On the other hand, as they read these words, they remembered what Jesus said at the Last Supper: “…this is my blood of the covenant, which is poured out for many for the forgiveness of sins” (Matthew 26:28). The good news of the forgiveness of sins and of victory in Christ Jesus, is, as Saint Paul says, “the gospel I preached to you, which you indeed received and in which you also stand” (I Corinthians 15:1).

Ruins of Corinth
The Church at Corinth was something of a raucous bunch, made up of some Christians who fully embraced the Gospel and its demands, yes, but that also contained no small number of Christians who refused to fully give themselves to Christ, as even a cursory reading of Saint Paul’s letters to the Corinthians shows. What is it, then, that kept them together, that kept them from fracturing and each going further along his own way? It was the Gospel that they received, the forgiveness of sins in Christ, and in which they stood; as often as they strayed away from it, they returned to stand upon that which is of most importance. “The emphasis falls on the last word: holding on to the original proclamation is the only thing that keeps them together and stable. It brings salvation and eternal life” and for this reason, Saint Paul says, “through it you are also being saved, if you hold fast to the word I preached to you, unless you believed in vain” (I Corinthians 15:2).[2]

Some of our Protestant brothers and sisters are found of the question, “Are you saved?” When asked this question, many Catholics are uncertain how they should answer it. When asked this question, you should respond with the words of Saint Paul; you should say something like this: “I was saved, I am being saved, and I hope to be saved.” We were saved in the waters of Baptism, yes, having been redeemed by the Precious Blood of Christ. But we are also being saved now because it is possible, through our free choices against Christ and for mortal sins, that we might lose our salvation. This is why Saint Paul tells us elsewhere to “work out your salvation in fear and trembling” so that we might one day be finally saved (Philippians 2:12).
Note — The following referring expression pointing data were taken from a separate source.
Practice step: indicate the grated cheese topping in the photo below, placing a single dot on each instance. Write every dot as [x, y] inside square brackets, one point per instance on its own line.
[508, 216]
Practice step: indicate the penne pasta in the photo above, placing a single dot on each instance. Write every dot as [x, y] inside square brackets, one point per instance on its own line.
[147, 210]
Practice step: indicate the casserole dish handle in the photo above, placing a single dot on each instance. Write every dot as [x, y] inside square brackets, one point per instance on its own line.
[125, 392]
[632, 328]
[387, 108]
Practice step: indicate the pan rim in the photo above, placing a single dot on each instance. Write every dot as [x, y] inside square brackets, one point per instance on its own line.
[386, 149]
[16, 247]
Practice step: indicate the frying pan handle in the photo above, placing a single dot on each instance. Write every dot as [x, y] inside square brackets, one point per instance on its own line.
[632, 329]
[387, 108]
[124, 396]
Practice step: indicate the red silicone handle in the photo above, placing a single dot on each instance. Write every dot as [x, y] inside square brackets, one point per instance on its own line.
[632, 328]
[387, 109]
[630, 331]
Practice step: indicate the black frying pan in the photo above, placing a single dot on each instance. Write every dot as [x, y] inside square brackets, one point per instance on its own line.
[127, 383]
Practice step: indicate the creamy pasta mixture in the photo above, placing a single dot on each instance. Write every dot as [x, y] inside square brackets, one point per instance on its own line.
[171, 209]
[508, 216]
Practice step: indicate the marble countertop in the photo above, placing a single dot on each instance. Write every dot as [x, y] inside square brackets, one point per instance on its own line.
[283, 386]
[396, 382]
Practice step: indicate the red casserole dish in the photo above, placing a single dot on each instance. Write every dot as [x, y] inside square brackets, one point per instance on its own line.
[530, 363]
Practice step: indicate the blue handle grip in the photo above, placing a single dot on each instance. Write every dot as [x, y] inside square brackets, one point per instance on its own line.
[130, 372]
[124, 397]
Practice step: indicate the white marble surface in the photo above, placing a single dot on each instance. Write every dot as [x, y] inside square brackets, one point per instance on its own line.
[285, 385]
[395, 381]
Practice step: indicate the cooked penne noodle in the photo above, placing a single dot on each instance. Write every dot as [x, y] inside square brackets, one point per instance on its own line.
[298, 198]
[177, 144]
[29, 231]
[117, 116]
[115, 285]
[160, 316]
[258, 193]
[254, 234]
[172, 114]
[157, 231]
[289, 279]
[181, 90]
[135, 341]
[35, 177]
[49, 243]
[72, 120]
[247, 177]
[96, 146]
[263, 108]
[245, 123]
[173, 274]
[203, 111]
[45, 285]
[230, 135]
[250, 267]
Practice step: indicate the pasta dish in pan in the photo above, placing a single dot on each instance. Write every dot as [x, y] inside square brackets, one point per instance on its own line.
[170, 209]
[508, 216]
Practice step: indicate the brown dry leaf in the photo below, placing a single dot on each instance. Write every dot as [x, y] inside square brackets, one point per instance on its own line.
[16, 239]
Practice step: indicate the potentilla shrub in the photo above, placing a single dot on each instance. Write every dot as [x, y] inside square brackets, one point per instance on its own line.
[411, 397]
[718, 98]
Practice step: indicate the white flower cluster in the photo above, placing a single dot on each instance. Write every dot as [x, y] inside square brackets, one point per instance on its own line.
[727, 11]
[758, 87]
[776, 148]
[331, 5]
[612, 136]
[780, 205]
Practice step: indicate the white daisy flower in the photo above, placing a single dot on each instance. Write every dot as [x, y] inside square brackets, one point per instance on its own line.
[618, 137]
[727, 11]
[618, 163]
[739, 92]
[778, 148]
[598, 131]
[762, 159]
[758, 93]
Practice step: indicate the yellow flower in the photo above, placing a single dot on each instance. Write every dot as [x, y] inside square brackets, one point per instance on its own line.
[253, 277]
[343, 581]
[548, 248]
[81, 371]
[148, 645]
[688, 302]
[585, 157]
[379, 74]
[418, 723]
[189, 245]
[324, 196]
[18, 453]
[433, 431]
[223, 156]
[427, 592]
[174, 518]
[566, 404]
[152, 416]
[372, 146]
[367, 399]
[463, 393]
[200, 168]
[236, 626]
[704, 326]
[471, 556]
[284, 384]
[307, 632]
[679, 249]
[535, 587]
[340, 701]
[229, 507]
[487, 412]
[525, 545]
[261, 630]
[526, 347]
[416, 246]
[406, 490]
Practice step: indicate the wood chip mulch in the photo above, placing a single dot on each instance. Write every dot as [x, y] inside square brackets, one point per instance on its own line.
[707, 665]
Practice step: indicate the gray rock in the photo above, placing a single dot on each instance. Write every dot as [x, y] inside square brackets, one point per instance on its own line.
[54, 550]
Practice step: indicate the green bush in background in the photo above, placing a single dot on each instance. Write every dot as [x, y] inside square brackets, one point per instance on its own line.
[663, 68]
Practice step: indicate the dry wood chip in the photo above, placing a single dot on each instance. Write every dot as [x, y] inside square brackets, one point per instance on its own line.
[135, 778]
Despite what some claim, Saint Paul teaches us quite clearly that salvation is guaranteed to none of us; he says, “Whoever thinks he is standing secure should take care not to fall” (I Corinthians 10:12). How often do we fall? What do we do to keep from falling? This is why we have come today to the altar of God. Just a few moments ago, we acknowledged our sinfulness to the Lord, some of us more sincerely than others. In just a few moments more, we will sing in the sight of the angels, “Holy, holy, holy, is the Lord of hosts! All the earth is filled with his glory” (cf. Psalm 138:1; Isaiah 6:3)! We come before the Lord to say to him, “Here I am; send me” and to entrust to him whatever boat of ours it is that he wants to make use of (Isaiah 6:8; cf. Luke 5:3). We have come to receive the Gospel, to be saved by it, and to share it with others so they, too, may be saved. Salvation, then, is the of the first importance, even though we so often think of it last.

Saint Augustine reminds us that, as he went about his missionary efforts, “Paul did not labor in order to receive grace, but he received grace so that he might labor.”[3] In other words, we are not bound to tell others about Jesus and to help them encounter him because of some benefit to ourselves; it is not about us, but about Jesus. Whatever we do or say, it is always about Jesus and his salvation. May the angels, then, remind us of this continually, so that as we are being saved and perfected by the Gospel, we might sing with them both now and eternally, “Holy, holy, holy is the Lord of hosts!” Amen.

[1] George T. Montague, Catholic Commentary on Scripture: First Corinthians (Grand Rapids, Michigan: Baker Academic, 2011), 263-264.
[2] Ibid., 262.
[3] Saint Augustine of Hippo, Proceedings of Pelagius, 14.36.